Carrie-Ann Auger a parfois été considérée comme trop petite par certains. Pourtant, celle qui a été la meneuse des Diablos du Cégep de Trois-Rivières dans les dernières années s'apprête à quitter le pays pour représenter la délégation Canada-Québec en basketball, aux Jeux de la Francophonie.

Direction Côte d'Ivoire pour Carrie-Ann Auger

Nommée à titre de remplaçante sur l'équipe Canada-Québec aux Jeux de la Francophonie, Carrie-Ann Auger savait qu'elle aurait besoin de la chance afin de s'envoler vers la Côte d'Ivoire. Ce coup de pouce est venu ce week-end, lorsqu'on lui a annoncé qu'elle avait obtenu son billet pour la prestigieuse compétition.
Il y a deux semaines, la petite meneuse des Diablos s'était envolée pour l'Argentine avec l'équipe franco-canadienne pour un camp d'entraînement. On lui avait toutefois expliqué qu'à moins d'une blessure à une autre joueuse, elle ne pourrait pas être de la compétition. Ce n'est finalement pas une blessure qui lui a ouvert la porte, mais plutôt le fait que la meilleure joueuse de l'équipe, Jennifer Mathurin, s'est désistée après avoir signé un contrat professionnel au Luxembourg.
«Samedi, je suis allé faire une pratique. C'est là qu'on me l'a annoncé. Dans le fond... je pars demain (mardi). Je n'étais vraiment pas préparée à ça», lance la Trifluvienne, qui était satisfaite de la façon dont s'était déroulé son camp en Argentine, où elle a même affronté une équipe de garçons.
Auger sera ainsi la seule joueuse à n'avoir jamais mis le pied sur le parquet d'un programme universitaire à enfiler le chandail de l'équipe Canada-Québec. Pas mauvais pour une athlète que l'on considérait trop petite et qui avait été retranchée d'Équipe Québec plus tôt dans sa carrière. L'entraîneur-chef Guillaume Giroux n'a pas hésité à faire appel à celle qui évoluera sous ses ordres l'an prochain avec le Rouge et Or de l'Université Laval.

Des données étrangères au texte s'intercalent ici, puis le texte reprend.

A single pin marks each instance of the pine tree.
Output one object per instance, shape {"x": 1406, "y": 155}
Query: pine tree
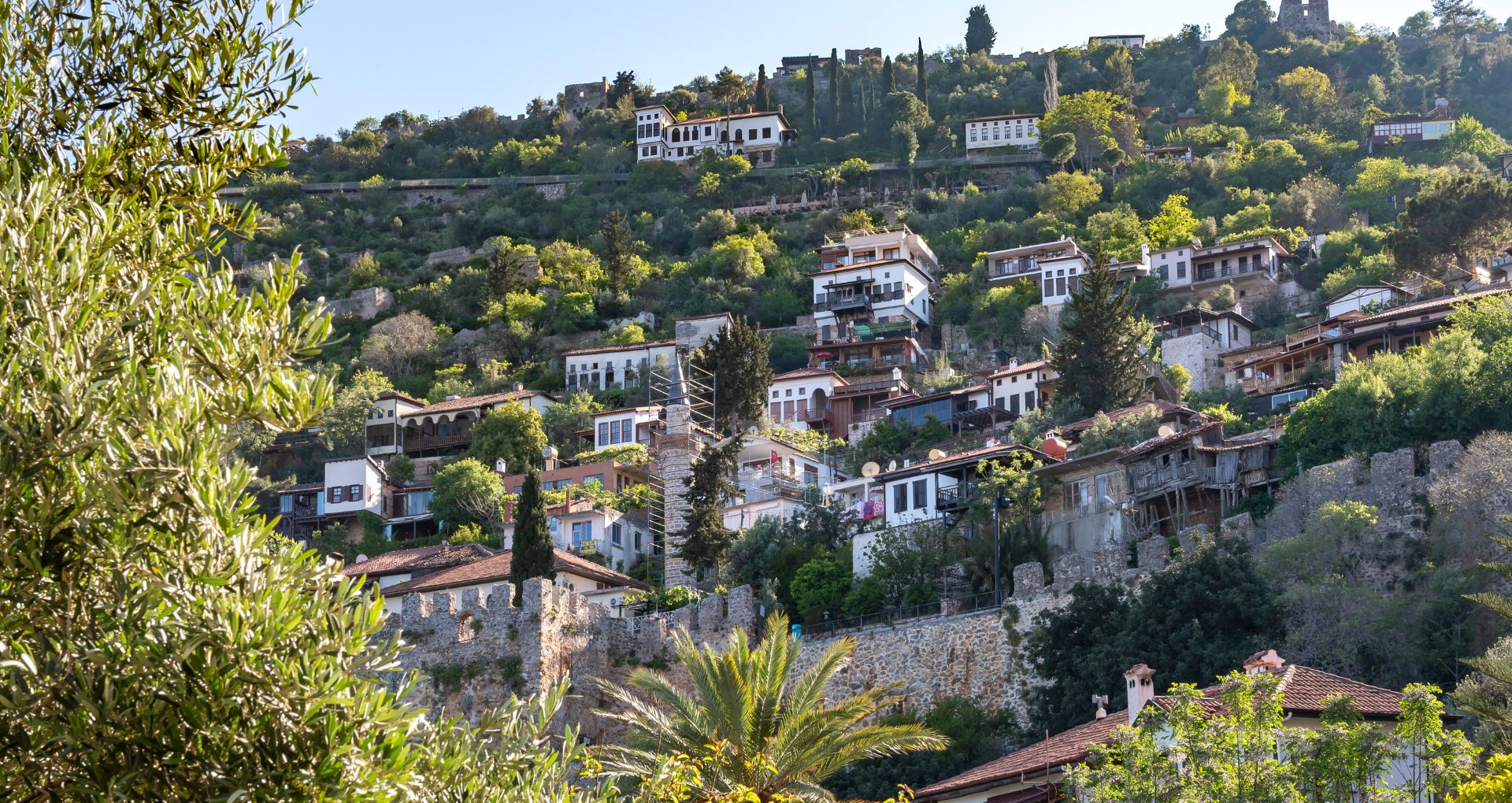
{"x": 762, "y": 91}
{"x": 501, "y": 274}
{"x": 835, "y": 90}
{"x": 532, "y": 553}
{"x": 925, "y": 90}
{"x": 738, "y": 359}
{"x": 808, "y": 94}
{"x": 619, "y": 250}
{"x": 1098, "y": 356}
{"x": 705, "y": 540}
{"x": 980, "y": 35}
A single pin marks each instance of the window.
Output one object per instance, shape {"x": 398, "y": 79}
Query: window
{"x": 581, "y": 533}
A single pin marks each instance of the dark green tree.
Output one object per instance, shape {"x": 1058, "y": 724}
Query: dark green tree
{"x": 923, "y": 77}
{"x": 1455, "y": 223}
{"x": 1191, "y": 624}
{"x": 619, "y": 251}
{"x": 738, "y": 359}
{"x": 705, "y": 540}
{"x": 1098, "y": 356}
{"x": 980, "y": 35}
{"x": 531, "y": 553}
{"x": 762, "y": 91}
{"x": 808, "y": 95}
{"x": 835, "y": 90}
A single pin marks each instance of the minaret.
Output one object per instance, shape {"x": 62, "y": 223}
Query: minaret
{"x": 676, "y": 450}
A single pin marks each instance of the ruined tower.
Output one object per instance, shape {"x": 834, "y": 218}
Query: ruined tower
{"x": 1306, "y": 19}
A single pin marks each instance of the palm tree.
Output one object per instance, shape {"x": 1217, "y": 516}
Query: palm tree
{"x": 749, "y": 725}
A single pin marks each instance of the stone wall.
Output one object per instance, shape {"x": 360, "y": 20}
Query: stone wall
{"x": 473, "y": 649}
{"x": 976, "y": 653}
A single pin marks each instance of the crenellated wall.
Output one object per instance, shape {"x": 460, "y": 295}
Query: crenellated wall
{"x": 475, "y": 649}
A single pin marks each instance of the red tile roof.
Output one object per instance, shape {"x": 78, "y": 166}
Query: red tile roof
{"x": 622, "y": 346}
{"x": 421, "y": 557}
{"x": 496, "y": 569}
{"x": 1304, "y": 691}
{"x": 473, "y": 402}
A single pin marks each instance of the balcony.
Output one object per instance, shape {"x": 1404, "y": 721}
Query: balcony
{"x": 437, "y": 442}
{"x": 1213, "y": 272}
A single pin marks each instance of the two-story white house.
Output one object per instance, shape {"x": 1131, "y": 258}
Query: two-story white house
{"x": 624, "y": 427}
{"x": 1056, "y": 268}
{"x": 660, "y": 136}
{"x": 1021, "y": 387}
{"x": 601, "y": 368}
{"x": 873, "y": 277}
{"x": 1020, "y": 132}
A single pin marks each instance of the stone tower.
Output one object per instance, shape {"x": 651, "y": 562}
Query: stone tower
{"x": 1306, "y": 19}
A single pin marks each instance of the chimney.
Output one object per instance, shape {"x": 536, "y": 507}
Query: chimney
{"x": 1140, "y": 684}
{"x": 1263, "y": 661}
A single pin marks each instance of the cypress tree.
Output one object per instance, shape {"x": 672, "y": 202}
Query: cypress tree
{"x": 808, "y": 94}
{"x": 835, "y": 88}
{"x": 619, "y": 250}
{"x": 762, "y": 91}
{"x": 925, "y": 88}
{"x": 532, "y": 553}
{"x": 1099, "y": 338}
{"x": 738, "y": 359}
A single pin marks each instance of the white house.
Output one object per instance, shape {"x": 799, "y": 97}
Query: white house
{"x": 1002, "y": 131}
{"x": 1018, "y": 387}
{"x": 802, "y": 398}
{"x": 1056, "y": 268}
{"x": 384, "y": 422}
{"x": 1366, "y": 298}
{"x": 601, "y": 368}
{"x": 624, "y": 425}
{"x": 660, "y": 136}
{"x": 1133, "y": 41}
{"x": 1196, "y": 339}
{"x": 930, "y": 489}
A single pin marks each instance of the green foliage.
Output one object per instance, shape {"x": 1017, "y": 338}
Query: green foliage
{"x": 1193, "y": 620}
{"x": 1098, "y": 354}
{"x": 532, "y": 553}
{"x": 468, "y": 492}
{"x": 1451, "y": 389}
{"x": 976, "y": 737}
{"x": 511, "y": 433}
{"x": 754, "y": 722}
{"x": 818, "y": 589}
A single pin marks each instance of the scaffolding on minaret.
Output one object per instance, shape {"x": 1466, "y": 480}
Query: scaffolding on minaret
{"x": 685, "y": 394}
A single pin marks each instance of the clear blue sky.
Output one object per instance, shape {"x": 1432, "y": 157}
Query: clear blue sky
{"x": 442, "y": 57}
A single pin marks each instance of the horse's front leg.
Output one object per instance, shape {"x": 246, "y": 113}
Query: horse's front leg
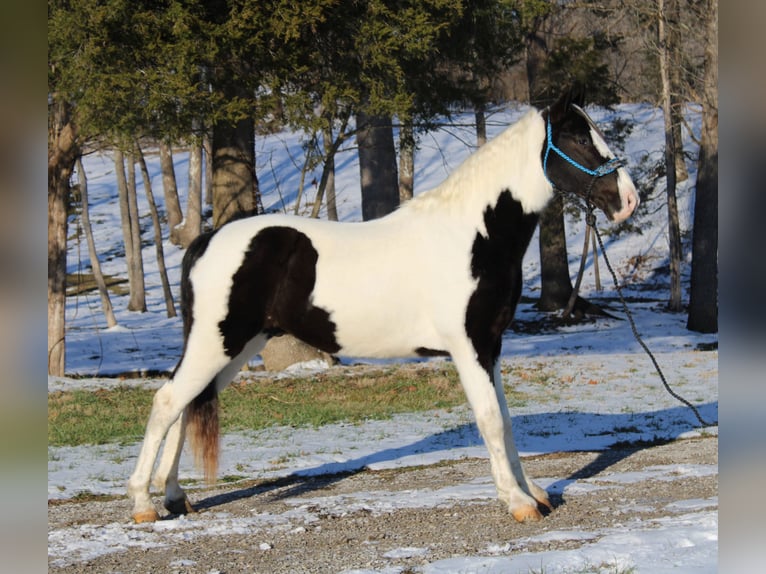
{"x": 166, "y": 477}
{"x": 491, "y": 412}
{"x": 539, "y": 494}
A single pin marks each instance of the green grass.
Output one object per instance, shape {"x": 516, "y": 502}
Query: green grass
{"x": 119, "y": 415}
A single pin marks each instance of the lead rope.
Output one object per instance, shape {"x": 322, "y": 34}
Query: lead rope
{"x": 590, "y": 220}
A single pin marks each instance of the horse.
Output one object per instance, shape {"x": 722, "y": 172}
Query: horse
{"x": 441, "y": 275}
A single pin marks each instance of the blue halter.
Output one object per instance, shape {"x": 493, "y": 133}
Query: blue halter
{"x": 602, "y": 170}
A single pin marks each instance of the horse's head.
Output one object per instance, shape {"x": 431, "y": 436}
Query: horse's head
{"x": 576, "y": 159}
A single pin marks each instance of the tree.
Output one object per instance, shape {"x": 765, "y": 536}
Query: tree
{"x": 664, "y": 40}
{"x": 703, "y": 299}
{"x": 131, "y": 229}
{"x": 170, "y": 190}
{"x": 98, "y": 277}
{"x": 169, "y": 305}
{"x": 63, "y": 151}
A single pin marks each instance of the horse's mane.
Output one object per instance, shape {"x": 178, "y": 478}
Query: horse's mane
{"x": 510, "y": 161}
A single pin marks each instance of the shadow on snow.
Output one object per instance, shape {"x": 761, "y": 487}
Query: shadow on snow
{"x": 616, "y": 436}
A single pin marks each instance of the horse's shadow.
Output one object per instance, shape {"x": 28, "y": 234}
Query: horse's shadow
{"x": 630, "y": 434}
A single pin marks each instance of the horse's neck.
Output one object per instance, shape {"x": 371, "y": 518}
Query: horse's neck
{"x": 510, "y": 161}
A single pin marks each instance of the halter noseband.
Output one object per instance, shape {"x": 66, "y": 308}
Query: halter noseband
{"x": 604, "y": 169}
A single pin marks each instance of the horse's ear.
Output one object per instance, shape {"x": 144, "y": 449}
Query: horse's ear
{"x": 574, "y": 94}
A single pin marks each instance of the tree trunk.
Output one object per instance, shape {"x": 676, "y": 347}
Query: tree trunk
{"x": 703, "y": 298}
{"x": 126, "y": 190}
{"x": 95, "y": 264}
{"x": 676, "y": 101}
{"x": 137, "y": 300}
{"x": 556, "y": 285}
{"x": 207, "y": 148}
{"x": 329, "y": 150}
{"x": 192, "y": 223}
{"x": 406, "y": 161}
{"x": 481, "y": 126}
{"x": 377, "y": 165}
{"x": 170, "y": 191}
{"x": 674, "y": 233}
{"x": 63, "y": 150}
{"x": 234, "y": 183}
{"x": 328, "y": 169}
{"x": 169, "y": 305}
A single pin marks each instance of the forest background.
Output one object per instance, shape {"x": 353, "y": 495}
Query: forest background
{"x": 212, "y": 77}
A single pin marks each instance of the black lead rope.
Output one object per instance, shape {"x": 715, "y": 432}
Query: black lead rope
{"x": 590, "y": 220}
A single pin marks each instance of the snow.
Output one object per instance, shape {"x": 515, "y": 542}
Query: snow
{"x": 601, "y": 388}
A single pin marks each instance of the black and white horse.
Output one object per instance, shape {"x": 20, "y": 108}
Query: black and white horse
{"x": 441, "y": 275}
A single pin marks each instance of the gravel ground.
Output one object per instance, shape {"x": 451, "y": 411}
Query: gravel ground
{"x": 298, "y": 534}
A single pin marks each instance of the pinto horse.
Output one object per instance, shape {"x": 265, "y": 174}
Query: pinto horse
{"x": 439, "y": 276}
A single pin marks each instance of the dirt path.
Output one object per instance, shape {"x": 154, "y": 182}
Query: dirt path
{"x": 382, "y": 519}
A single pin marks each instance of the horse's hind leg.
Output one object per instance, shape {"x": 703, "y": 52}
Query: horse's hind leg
{"x": 198, "y": 366}
{"x": 176, "y": 501}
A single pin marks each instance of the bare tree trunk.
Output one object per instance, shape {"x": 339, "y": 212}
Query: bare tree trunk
{"x": 302, "y": 181}
{"x": 406, "y": 161}
{"x": 676, "y": 101}
{"x": 377, "y": 165}
{"x": 191, "y": 226}
{"x": 328, "y": 170}
{"x": 674, "y": 233}
{"x": 127, "y": 190}
{"x": 703, "y": 298}
{"x": 234, "y": 183}
{"x": 169, "y": 306}
{"x": 207, "y": 148}
{"x": 481, "y": 126}
{"x": 170, "y": 190}
{"x": 63, "y": 150}
{"x": 329, "y": 150}
{"x": 137, "y": 300}
{"x": 98, "y": 277}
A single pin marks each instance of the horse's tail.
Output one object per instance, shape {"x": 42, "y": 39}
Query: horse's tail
{"x": 202, "y": 413}
{"x": 203, "y": 430}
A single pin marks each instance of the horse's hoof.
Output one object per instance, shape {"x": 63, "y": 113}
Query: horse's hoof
{"x": 179, "y": 506}
{"x": 146, "y": 516}
{"x": 544, "y": 501}
{"x": 527, "y": 513}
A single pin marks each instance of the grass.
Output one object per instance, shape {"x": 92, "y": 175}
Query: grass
{"x": 119, "y": 415}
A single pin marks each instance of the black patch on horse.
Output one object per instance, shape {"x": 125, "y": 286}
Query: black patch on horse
{"x": 496, "y": 262}
{"x": 271, "y": 293}
{"x": 426, "y": 352}
{"x": 195, "y": 250}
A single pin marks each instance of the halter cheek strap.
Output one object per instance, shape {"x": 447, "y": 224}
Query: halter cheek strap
{"x": 602, "y": 170}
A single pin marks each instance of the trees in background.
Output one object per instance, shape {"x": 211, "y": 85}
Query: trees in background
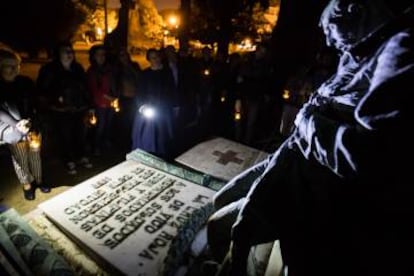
{"x": 36, "y": 25}
{"x": 224, "y": 21}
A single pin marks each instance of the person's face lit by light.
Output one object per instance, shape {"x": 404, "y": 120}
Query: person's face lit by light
{"x": 154, "y": 59}
{"x": 9, "y": 69}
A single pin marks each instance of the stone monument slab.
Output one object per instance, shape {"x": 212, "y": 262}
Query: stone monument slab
{"x": 127, "y": 216}
{"x": 221, "y": 158}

«On est déçus de perdre l'autre joueuse, mais on est très contents d'avoir Carrie-Ann, surtout lorsque c'est le coach de Laval qui parle! Elle va avoir la chance de jouer et obtenir de bonnes minutes. C'est une fille anxieuse, mais on apprend à la connaître. On lui dit qu'elle est ici pour une raison. En Argentine, plus ça allait, plus elle prenait de la confiance. Quand elle voit qu'elle est en mesure de compétitionner, qu'elle ne se met pas de pression et qu'elle s'amuse, elle est de niveau. Les autres filles l'ont rapidement constaté.»
Après avoir été prévenue à la dernière seconde de la sorte, Auger mettait la main à la pâte afin de compléter ses derniers préparatifs avant de s'envoler pour l'Afrique.
«Ça me donne la chance de me préparer pour ce qui s'en vient (cet automne). Le jeu est complètement différent, le tempo aussi. Les joueuses sont toutes bonnes. Ça me donne de la compétition et à date, ça va bien. L'adaptation n'est pas toujours facile, mais ça va de mieux en mieux. Je suis contente de pouvoir prendre part à une telle expérience. C'est une surprise, parce que je ne m'attendais jamais à ça. J'en profite, mais je ne sais pas comment ça va se dérouler. Mon but, c'est d'aller là-bas et d'avoir du plaisir.»
Le tournoi des Jeux de la Francophonie s'amorcera ce samedi, à Abidjan, alors que le Canada se retrouvera avec la Roumanie, la Tunisie et le Cameroun dans son groupe. Giroux espère que son équipe sera en mesure de se signaler lors de cette compétition où le basketball féminin obtient toute l'attention, puisqu'on n'y retrouve pas le penchant masculin.
«Avec les blessures, on s'en va là un peu plus fragile, mais on a quand même des chances de bien faire. Dans un tel tournoi, c'est difficile pour nous de savoir si c'est réaliste parce qu'on ne connaît pas les groupes. La meilleure position du pays est la quatrième place. Je pense qu'on a mis sur pied une équipe qui est très compétitive.»